CMAJ 1998;158:575
© 1998 Association médicale canadienne
Toutes nos excuses à Hemingway, mais le 11 mars, plus de 1 200 étudiants en médecine de quatrième année feront leurs adieux au SCJIR (A farewell to CaRMS). C'est le titre qu'Aaron Cass, étudiant à l'Université d'Ottawa, a choisi pour son merveilleux poème (page 631), que nous trouvons fort approprié. Chaque année, le jumelage qu'effectue le Service canadien de jumelage des internes et résidents constitue une épreuve très énervante pour nos étudiants en médecine, qui doivent attendre que d'autres décident de leur avenir. Dans un article à l'appui, Sandy Banner, directrice générale du SCJIR, précise que les nouvelles le jour du jumelage sont habituellement bonnes (page 635). Cette année, elle s'attend à ce que 80 % des demandes de stage correspondent à l'un des trois premiers choix demandés.
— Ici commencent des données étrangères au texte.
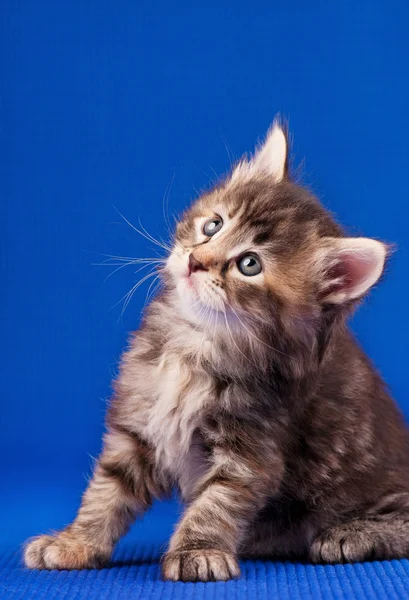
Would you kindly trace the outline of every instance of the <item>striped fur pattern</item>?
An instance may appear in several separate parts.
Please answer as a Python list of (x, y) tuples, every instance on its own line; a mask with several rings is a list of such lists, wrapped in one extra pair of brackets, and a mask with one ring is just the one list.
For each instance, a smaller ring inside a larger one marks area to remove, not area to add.
[[(287, 163), (276, 122), (182, 216), (78, 515), (26, 546), (28, 567), (105, 564), (174, 488), (186, 510), (165, 579), (227, 580), (239, 556), (409, 556), (407, 431), (345, 324), (387, 248), (346, 237)], [(261, 265), (251, 276), (249, 255)]]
La tuberculose est tellement rare (environ 7 cas par 100 000 habitants au Canada chaque année) que beaucoup de médecins ne verront jamais un patient qui en souffre. Pourtant, lorsqu'un cas se présente, les médecins font souvent un mauvais diagnostic, du moins au départ. Nous devrions cependant garder à l'esprit la possibilité d'un tel diagnostic. Robert Cowie et Jill Sharpe (page 599) et Paul Rivest et ses collègues (page 605) décrivent les taux élevés de tuberculose active dans le sud de l'Alberta et à Montréal respectivement, surtout chez les résidents nés à l'étranger. Dans un éditorial à l'appui, Anne Fanning revoit une partie des aspects cliniques de la TB chez les immigrants et incite les médecins à prendre en compte la maladie dans le contexte approprié (page 611).
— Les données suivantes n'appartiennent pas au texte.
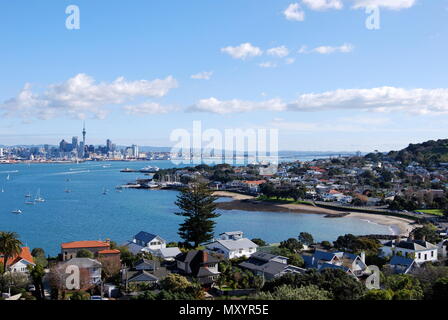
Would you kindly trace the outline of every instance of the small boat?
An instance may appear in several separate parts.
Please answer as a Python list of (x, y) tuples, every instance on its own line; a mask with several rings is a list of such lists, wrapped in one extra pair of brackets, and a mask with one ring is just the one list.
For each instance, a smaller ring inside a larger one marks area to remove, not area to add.
[(11, 176), (8, 174), (8, 176), (6, 177), (6, 180), (10, 180)]
[(40, 189), (37, 190), (36, 198), (34, 199), (34, 201), (35, 202), (45, 202), (45, 199), (40, 196)]
[(156, 172), (159, 172), (159, 170), (160, 170), (160, 168), (158, 168), (158, 167), (147, 166), (147, 167), (140, 169), (140, 172), (141, 173), (156, 173)]
[(107, 195), (107, 189), (103, 188), (103, 195)]
[(72, 192), (72, 190), (70, 190), (70, 189), (65, 189), (64, 192), (65, 192), (65, 193), (70, 193), (70, 192)]
[(34, 201), (25, 201), (25, 204), (32, 206), (32, 205), (34, 205), (35, 203), (34, 203)]
[(26, 195), (25, 195), (25, 198), (31, 198), (31, 193), (27, 193)]
[(15, 214), (22, 214), (22, 210), (17, 209), (17, 210), (12, 211), (12, 213), (15, 213)]
[(2, 188), (1, 193), (4, 193), (4, 192), (5, 192), (5, 190)]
Jusqu'à 5 % de la population (et sans doute le même pourcentage chez les médecins) est homosexuelle, lesbienne ou bisexuelle (HLB). Plusieurs études décrivent la discrimination exer-cée à l'égard des médecins HLB par des collègues et des enseignants. Après avoir interviewé un échantillon aléatoire de 346 Montréalais, Paul Druzin et ses collègues ont constaté que même si seulement 1 % environ de la population refuserait de consulter un médecin du sexe opposé, près de 12 % des gens refuseraient de consulter un médecin s'ils savaient qu'il est HLB (page 593). Plus de 50 % des personnes de ce groupe croient que les médecins HLB sont incompétents, et 10 % auraient peur de contracter le SIDA ou une autre MTS.
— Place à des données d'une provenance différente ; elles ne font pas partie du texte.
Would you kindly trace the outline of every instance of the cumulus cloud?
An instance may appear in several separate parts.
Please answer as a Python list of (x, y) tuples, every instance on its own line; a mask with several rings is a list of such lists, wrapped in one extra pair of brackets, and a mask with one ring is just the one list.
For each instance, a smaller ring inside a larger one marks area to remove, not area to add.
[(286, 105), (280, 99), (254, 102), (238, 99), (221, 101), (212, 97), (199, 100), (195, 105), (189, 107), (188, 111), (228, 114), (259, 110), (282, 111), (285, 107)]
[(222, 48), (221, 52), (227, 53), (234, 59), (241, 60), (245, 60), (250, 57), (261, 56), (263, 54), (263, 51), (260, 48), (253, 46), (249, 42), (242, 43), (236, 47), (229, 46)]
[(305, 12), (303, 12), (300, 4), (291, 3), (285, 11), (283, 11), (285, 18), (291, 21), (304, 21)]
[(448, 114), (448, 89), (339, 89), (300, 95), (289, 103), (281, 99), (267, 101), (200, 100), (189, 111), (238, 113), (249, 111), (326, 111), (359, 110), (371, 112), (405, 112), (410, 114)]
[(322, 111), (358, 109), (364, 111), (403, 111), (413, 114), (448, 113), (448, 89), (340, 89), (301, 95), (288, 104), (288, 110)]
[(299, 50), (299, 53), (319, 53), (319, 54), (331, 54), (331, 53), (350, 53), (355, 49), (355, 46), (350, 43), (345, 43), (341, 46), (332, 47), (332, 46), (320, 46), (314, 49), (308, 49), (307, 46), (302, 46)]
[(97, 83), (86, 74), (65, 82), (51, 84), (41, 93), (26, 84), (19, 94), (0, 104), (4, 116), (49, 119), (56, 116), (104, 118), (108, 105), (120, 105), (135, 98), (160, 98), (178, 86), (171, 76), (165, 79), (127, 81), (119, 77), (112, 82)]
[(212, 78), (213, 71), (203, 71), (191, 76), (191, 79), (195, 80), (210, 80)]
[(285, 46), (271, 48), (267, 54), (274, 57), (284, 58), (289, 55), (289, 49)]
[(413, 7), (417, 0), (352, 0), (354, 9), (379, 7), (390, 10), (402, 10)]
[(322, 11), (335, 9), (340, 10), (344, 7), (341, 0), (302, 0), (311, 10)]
Carolyn Rosenczweig, étudiante à l'Université de Colombie-Britannique, a remporté le deuxième prix au concours Logie de déontologie médicale pour 1997 grâce à son essai intitulé «Les membres de la famille devraient-ils assister à une réanimation?» (page 617). Elle décrit l'arrivée non inhabituelle à l'urgence d'un homme en état d'arrêt cardiaque, sa femme «suivant la civière en agrippant la cheville gauche de son mari». La scène est sans doute familière, cependant, les membres de la famille devraient-ils assister à une réanimation cardiaque, et que devrait faire l'équipe médicale? Rosenczweig conclut en affirmant que la famille devrait être aux côtés du patient. Pour le bénéfice des médecins confrontés à une telle situation, l'auteure offre certains conseils éthiques.
Kenneth Flegel, rédacteur associé, et Mary Lant, une patiente dont l'intimité verbale a été violée pendant qu'on lui prodiguait des soins, abordent un problème que la plupart des médecins ont décrié, à savoir le manque fréquent d'intimité verbale à l'égard des patients (page 613). Même si nous avons pris de grands moyens pour garantir la confidentialité des dossiers médicaux et l'intimité visuelle de la consultation des patients, nous discutons souvent de problèmes médicaux avec des patients et des collègues dans les salles communes, les urgences et les cliniques, où les murs se limitent souvent à des rideaux ou à des demi-panneaux de particules. Flegel et Lant lancent un appel à l'action.